From a crisis communications aspect, an organization needs to war game the potential public reaction for any controversial announcement (and first appreciate what in fact will be controversial) and be prepared for potential reactions among all its stakeholders.  This can help decide what and how to communicate.  For an otherwise incredibly savvy- marketing Komen, there seems to have been a serious lack of planning here or appreciation of the impact of the news.

The initial rationale for the decision that was floated tied the defunding to new criteria which barred grants to organizations under investigation.  For Planned Parenthood, this was a seemingly politically motivated investigation by a conservative Republican Congressman. Thus, Komen was catapulted into the center of an election year scrum amidst passionate politicos of all stripes.  With social media already hyper-buzzing, Komen added even more fuel to the flames with a poorly scripted and stiffly delivered defense of its action on its Facebook page.

As the controversy took over the airwaves and digital media (with Planned Parenthood reaping the benefits of the media onslaught and a rush of new contributions), Komen committed perhaps an even bigger communications gaffe.  It changed its story.

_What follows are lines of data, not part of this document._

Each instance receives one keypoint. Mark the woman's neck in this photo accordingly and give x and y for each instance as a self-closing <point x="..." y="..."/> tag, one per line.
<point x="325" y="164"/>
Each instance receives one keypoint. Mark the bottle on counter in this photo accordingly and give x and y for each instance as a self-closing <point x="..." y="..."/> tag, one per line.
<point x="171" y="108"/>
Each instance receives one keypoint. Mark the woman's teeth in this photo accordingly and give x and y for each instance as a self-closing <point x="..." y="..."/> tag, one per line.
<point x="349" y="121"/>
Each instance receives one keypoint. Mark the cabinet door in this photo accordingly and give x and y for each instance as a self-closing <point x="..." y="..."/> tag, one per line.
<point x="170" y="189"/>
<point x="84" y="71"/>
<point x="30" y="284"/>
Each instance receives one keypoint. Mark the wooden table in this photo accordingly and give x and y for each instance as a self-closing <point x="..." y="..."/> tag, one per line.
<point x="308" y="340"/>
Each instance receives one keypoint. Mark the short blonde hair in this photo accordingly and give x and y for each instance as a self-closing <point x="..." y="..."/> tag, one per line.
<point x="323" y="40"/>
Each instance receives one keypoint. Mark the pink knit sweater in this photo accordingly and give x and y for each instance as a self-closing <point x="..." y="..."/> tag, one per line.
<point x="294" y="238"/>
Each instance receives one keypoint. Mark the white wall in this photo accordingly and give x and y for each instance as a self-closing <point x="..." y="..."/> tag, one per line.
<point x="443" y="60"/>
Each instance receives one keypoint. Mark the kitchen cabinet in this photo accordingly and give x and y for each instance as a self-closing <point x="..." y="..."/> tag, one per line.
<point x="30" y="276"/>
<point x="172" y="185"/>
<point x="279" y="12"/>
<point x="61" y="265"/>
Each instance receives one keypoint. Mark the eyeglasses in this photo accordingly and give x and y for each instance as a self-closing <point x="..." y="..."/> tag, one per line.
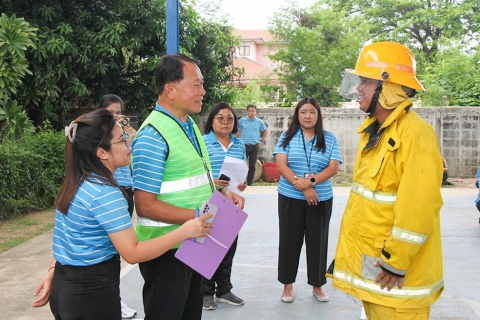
<point x="123" y="140"/>
<point x="228" y="120"/>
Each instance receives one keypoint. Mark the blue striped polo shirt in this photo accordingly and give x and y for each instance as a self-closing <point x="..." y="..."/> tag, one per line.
<point x="250" y="129"/>
<point x="80" y="238"/>
<point x="297" y="161"/>
<point x="149" y="153"/>
<point x="217" y="152"/>
<point x="123" y="176"/>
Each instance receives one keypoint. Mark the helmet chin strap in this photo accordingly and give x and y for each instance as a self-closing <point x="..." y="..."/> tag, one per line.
<point x="373" y="104"/>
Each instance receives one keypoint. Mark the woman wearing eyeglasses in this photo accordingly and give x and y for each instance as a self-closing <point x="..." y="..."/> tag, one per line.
<point x="307" y="158"/>
<point x="219" y="138"/>
<point x="92" y="225"/>
<point x="123" y="175"/>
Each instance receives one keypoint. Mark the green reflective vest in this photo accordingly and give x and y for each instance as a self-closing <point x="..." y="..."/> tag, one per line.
<point x="187" y="180"/>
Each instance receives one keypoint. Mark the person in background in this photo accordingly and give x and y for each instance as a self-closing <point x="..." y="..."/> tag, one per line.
<point x="92" y="225"/>
<point x="123" y="175"/>
<point x="219" y="130"/>
<point x="171" y="180"/>
<point x="445" y="181"/>
<point x="307" y="157"/>
<point x="253" y="133"/>
<point x="389" y="251"/>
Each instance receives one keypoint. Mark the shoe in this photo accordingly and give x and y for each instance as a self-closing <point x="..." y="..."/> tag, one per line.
<point x="229" y="298"/>
<point x="127" y="312"/>
<point x="209" y="302"/>
<point x="321" y="298"/>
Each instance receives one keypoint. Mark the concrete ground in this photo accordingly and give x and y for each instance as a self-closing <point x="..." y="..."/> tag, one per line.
<point x="254" y="274"/>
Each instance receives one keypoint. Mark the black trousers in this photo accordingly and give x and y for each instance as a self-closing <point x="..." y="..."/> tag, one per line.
<point x="222" y="276"/>
<point x="298" y="220"/>
<point x="85" y="293"/>
<point x="252" y="155"/>
<point x="172" y="290"/>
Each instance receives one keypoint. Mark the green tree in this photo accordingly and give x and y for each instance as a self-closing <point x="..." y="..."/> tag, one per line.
<point x="88" y="48"/>
<point x="455" y="75"/>
<point x="317" y="44"/>
<point x="443" y="34"/>
<point x="15" y="37"/>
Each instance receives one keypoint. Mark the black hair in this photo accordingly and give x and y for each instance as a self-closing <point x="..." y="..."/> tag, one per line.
<point x="170" y="69"/>
<point x="93" y="130"/>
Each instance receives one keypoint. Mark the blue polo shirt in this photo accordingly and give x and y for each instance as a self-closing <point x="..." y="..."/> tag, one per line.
<point x="80" y="238"/>
<point x="250" y="129"/>
<point x="297" y="161"/>
<point x="149" y="153"/>
<point x="217" y="152"/>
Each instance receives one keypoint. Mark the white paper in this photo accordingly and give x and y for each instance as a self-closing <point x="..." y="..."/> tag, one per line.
<point x="237" y="170"/>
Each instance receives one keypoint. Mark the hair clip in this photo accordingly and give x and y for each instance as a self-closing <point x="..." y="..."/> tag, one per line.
<point x="71" y="130"/>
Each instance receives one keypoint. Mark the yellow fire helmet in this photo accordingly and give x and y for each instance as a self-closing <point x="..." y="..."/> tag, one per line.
<point x="385" y="62"/>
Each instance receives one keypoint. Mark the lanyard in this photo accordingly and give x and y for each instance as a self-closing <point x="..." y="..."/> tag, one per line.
<point x="305" y="149"/>
<point x="196" y="146"/>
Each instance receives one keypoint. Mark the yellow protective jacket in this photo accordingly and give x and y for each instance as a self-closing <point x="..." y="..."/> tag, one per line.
<point x="393" y="213"/>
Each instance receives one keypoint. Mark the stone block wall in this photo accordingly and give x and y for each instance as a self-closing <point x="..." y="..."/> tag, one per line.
<point x="457" y="128"/>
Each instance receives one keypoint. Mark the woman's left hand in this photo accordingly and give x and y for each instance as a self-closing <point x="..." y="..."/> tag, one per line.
<point x="311" y="196"/>
<point x="242" y="186"/>
<point x="301" y="183"/>
<point x="44" y="286"/>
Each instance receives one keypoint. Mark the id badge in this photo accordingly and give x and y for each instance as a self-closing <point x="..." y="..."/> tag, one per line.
<point x="308" y="174"/>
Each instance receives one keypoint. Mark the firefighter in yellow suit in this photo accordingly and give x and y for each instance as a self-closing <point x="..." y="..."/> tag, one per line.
<point x="389" y="251"/>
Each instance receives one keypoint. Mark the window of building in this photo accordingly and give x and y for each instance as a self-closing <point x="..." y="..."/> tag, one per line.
<point x="244" y="49"/>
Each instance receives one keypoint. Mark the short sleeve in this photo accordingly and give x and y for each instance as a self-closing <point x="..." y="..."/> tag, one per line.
<point x="110" y="209"/>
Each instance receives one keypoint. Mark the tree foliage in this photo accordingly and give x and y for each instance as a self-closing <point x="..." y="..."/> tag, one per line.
<point x="88" y="48"/>
<point x="419" y="24"/>
<point x="316" y="45"/>
<point x="16" y="36"/>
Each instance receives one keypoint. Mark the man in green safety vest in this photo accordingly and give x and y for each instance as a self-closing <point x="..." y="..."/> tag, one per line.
<point x="171" y="179"/>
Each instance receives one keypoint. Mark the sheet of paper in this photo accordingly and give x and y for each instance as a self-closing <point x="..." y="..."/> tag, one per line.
<point x="237" y="170"/>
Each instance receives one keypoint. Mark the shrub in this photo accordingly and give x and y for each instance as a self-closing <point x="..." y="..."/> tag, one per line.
<point x="32" y="172"/>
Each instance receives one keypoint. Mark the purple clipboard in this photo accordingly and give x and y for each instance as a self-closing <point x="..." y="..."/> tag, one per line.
<point x="206" y="257"/>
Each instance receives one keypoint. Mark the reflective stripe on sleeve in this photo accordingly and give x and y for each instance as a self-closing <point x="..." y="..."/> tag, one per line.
<point x="371" y="286"/>
<point x="408" y="236"/>
<point x="381" y="197"/>
<point x="185" y="184"/>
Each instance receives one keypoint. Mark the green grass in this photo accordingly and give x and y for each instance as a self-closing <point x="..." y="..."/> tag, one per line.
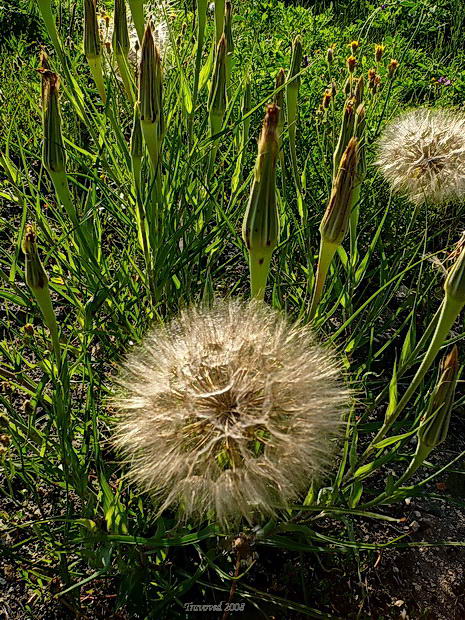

Yesterday, Komen founder Nancy Brinker, grimly and combatively did the cable TV circuit, to offer a new rational for the funding cut and equivocate a bit on what the decision meant to future grants for Planned Parenthood.  The reason du jour was now Komen’s desire to support groups that directly provide breast health services and that Planned Parenthood only provided referrals.


This fire fight is far from over but it is already offering lessons in what not to do from a crisis communications perspective.  We will keep watching to see how Komen plays it from here and how it will ultimately impact its reputation.